The processor may be configured to control the operations of the receiver module 202, the recognition module 204, the concept building module 206, and the knowledge graph building module 208. In an embodiment of the present disclosure, the processor and the memory may form a part of a chipset installed in the knowledge graph building system 106. In another embodiment of the present disclosure, the memory may be implemented as a static memory or a dynamic memory. In an example, the memory may be internal to the knowledge graph building system 106, such as an onsite-based storage. In another example, the memory may be external to the knowledge graph building system 106, such as cloud-based storage. Further, the processor may be implemented as one or more microprocessors, microcomputers, digital signal processors, central processing units, state machines, logic circuitries, and/or any devices that manipulate signals based on operational instructions.
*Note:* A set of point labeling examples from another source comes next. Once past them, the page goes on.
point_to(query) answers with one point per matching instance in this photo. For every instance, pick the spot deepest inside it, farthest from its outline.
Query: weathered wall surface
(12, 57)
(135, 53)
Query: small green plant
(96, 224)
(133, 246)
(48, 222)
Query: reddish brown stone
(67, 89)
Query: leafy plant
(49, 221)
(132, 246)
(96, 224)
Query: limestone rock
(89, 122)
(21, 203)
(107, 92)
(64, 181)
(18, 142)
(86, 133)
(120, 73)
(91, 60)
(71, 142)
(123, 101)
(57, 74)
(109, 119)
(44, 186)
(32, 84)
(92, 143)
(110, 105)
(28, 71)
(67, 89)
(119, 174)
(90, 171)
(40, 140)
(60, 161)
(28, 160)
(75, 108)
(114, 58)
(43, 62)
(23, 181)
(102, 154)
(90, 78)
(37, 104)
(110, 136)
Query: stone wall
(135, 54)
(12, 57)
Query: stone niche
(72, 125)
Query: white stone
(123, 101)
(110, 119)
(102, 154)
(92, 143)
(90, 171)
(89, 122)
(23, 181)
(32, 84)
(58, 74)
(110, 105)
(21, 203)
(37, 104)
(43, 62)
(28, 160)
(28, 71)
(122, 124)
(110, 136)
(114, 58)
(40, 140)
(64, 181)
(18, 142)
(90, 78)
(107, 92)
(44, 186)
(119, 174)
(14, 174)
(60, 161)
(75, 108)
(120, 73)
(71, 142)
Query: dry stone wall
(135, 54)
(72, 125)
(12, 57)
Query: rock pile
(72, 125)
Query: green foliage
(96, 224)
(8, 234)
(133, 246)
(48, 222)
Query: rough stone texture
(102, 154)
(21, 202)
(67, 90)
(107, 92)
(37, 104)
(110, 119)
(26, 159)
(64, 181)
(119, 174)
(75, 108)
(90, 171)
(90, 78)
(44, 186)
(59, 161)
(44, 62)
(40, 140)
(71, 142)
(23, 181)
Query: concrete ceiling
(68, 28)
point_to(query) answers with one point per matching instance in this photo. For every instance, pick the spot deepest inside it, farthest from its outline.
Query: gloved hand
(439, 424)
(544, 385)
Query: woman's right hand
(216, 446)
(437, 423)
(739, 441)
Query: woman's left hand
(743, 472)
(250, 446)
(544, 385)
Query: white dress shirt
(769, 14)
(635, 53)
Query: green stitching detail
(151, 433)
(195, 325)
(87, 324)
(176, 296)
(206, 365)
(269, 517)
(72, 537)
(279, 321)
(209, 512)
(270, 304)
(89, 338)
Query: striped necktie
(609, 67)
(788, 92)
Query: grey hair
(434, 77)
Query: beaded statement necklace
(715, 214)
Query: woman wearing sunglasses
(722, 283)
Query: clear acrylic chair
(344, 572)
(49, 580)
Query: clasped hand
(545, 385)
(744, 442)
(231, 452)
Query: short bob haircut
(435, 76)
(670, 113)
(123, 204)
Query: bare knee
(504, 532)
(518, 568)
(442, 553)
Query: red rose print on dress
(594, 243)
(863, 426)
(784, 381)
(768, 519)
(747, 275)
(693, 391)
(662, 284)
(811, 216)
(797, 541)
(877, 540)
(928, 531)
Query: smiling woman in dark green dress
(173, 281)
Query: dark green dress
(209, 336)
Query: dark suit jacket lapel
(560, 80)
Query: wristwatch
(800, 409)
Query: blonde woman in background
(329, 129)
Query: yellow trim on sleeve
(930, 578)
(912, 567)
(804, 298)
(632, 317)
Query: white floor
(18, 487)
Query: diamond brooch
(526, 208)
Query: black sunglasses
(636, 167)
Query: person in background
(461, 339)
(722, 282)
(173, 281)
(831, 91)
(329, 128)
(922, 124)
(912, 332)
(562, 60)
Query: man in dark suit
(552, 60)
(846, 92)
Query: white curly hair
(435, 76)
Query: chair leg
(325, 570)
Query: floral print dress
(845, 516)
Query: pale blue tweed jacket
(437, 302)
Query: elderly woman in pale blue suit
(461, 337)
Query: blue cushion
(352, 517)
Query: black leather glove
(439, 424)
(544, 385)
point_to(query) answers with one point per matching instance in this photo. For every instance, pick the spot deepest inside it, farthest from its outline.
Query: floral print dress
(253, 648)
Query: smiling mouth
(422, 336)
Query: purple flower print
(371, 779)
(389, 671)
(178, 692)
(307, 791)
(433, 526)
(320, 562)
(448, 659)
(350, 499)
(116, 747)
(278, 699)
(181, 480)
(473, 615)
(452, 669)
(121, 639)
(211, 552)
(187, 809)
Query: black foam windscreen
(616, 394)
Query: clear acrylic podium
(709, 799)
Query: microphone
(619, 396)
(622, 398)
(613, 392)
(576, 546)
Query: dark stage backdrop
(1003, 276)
In an embodiment of the present disclosure, the receiver module 202 may receive a handwritten document along with dynamic handwritten data from an electronic device. The dynamic handwritten data may be received in the form of tuples such as (x, y, p, s, o), wherein the ‘x’ may be data on x-axis, ‘y’ may be data on y-axis, ‘p’ may be pressure, ‘s’ may be speed of writing, and ‘o’ may be orientation.
In an embodiment of the present disclosure, the recognition module 204 may recognize a plurality of potential terms for each of one or more objects in the handwritten document. The one or more objects may include words, symbols, equations, shapes, or the like that can be drawn or handwritten by the user and has a meaning or significant importance. Further, the plurality of potential terms may be recognized by employing a handwriting recognition technique (e.g., universal ink model). To recognize the plurality of potential terms, the handwritten recognition technique may be configured to analyze each of the received one or more tuples to identify a closest recognized term along with one or more alternative recognized terms for each of the one or more objects. Thus, the plurality of potential terms includes the closest recognized term and one or more alternative recognized terms that each of the one or more tuples potentially represents.
In an embodiment of the present disclosure, the concept building module 206 may be configured to determine one or more conceptual terms from one or more potential recognized terms of the plurality of potential terms. The concept building module 206 may be configured to perform a named entity linking on the plurality of potential terms to determine the corresponding one or more conceptual terms. Further, the one or more conceptual terms may include, without any limitation, terms corresponding to the recognized text in one or more languages, one or more synonym terms corresponding to the recognized text, one or more abbreviation terms corresponding to the recognized text, one or more internally defined terms corresponding to the recognized text, or a combination thereof. Further, the concept building module 206 may determine a multi-level relation between one or more potential recognized terms and the handwritten document.
In an embodiment of the present disclosure, the knowledge graph building module 208 may build a knowledge graph 110. The knowledge graph building module 208 may build the knowledge graph 110 based on the plurality of potential terms, the one or more conceptual terms, the determined multi-level relation between the one or more potential recognized terms and the handwritten document, or a combination thereof. To build the knowledge graph 110, the knowledge graph building module 208 may place each of the plurality of potential terms along with the one or more corresponding conceptual terms as a node in the knowledge graph. Further, the knowledge graph building module 208 may connect one node to another based on the determined multi-level relation between the corresponding potential recognized terms and the handwritten document.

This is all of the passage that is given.